В действительности он ни разу в жизни не прикоснулся к женщине. Быть может, перенесенная в детстве болезнь или другая причина избавила его от тех греховных порывов, которым подвластны прочие смертные. В женской походке, в молодости, венчающей женщину ореолом, в прелести форм, притягательное трепетанье которых угадывается за складками платья и которые другого лишили бы рассудка, он видел только линии, краски и бескорыстно восхищался ими. Возможно, это чистое созерцание и позволяло ему видеть мир непорочным, изображать его на холсте таким, каким ему бы следовало быть. «Я воссоздаю не плоть, а душу! — сказал он, сходя на обочину, чтобы уступить дорогу мчавшейся навстречу машине. — Плоть тленна. А душа бессмертна». — «Однако плоть облекает душу, защищает ее от дождей и ветров… — шутливо возразил собеседник. — Кроме того, она дарит нам наслаждения, которых ничто другое подарить не может… Люблю падших ангелов. Тот, кто подавляет голос плоти, жесток не только к себе, но и к ближнему…»
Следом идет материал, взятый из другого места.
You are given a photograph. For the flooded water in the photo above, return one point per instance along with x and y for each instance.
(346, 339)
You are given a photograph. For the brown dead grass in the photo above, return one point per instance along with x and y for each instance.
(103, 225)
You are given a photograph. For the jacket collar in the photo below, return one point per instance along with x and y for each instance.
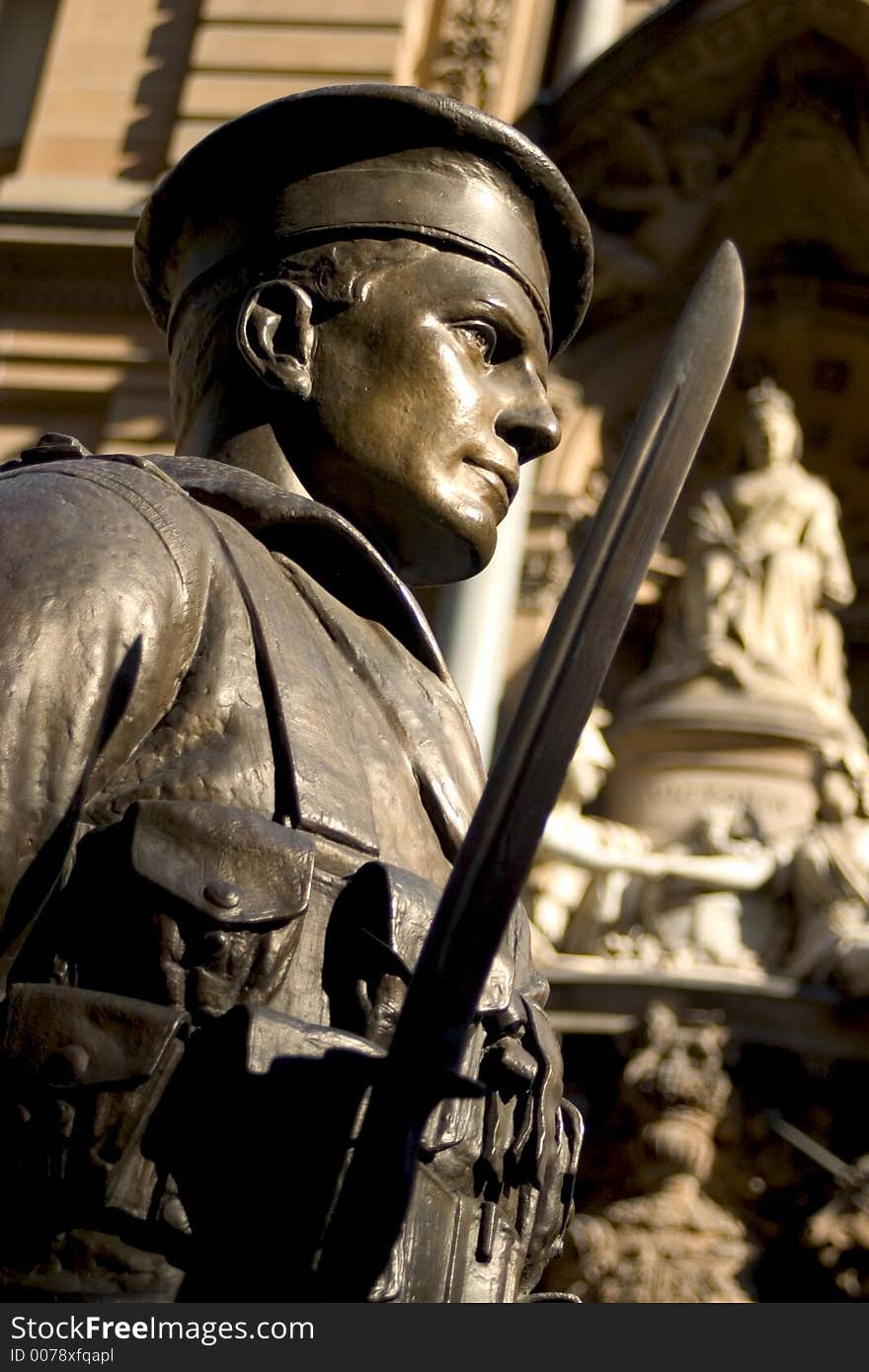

Тут он осекся, сообразив, что эти слова могли задеть приятеля. Но тот сказал: «Дорогой мой друг, какой беспокойной была твоя жизнь. Расставанья. Одиночество. Потом, несмотря на полученный урок, опять погоня за женщинами, которые — ты заранее знаешь — бросят тебя… Сам усложняешь себе жизнь. Зачем? Ты рожден, чтобы посвятить себя кисти и краскам. В этом твое призвание. И одновременно божье проклятье. Разве эти волнения, я бы сказал, безумства плоти, не уводят тебя с прямого пути?»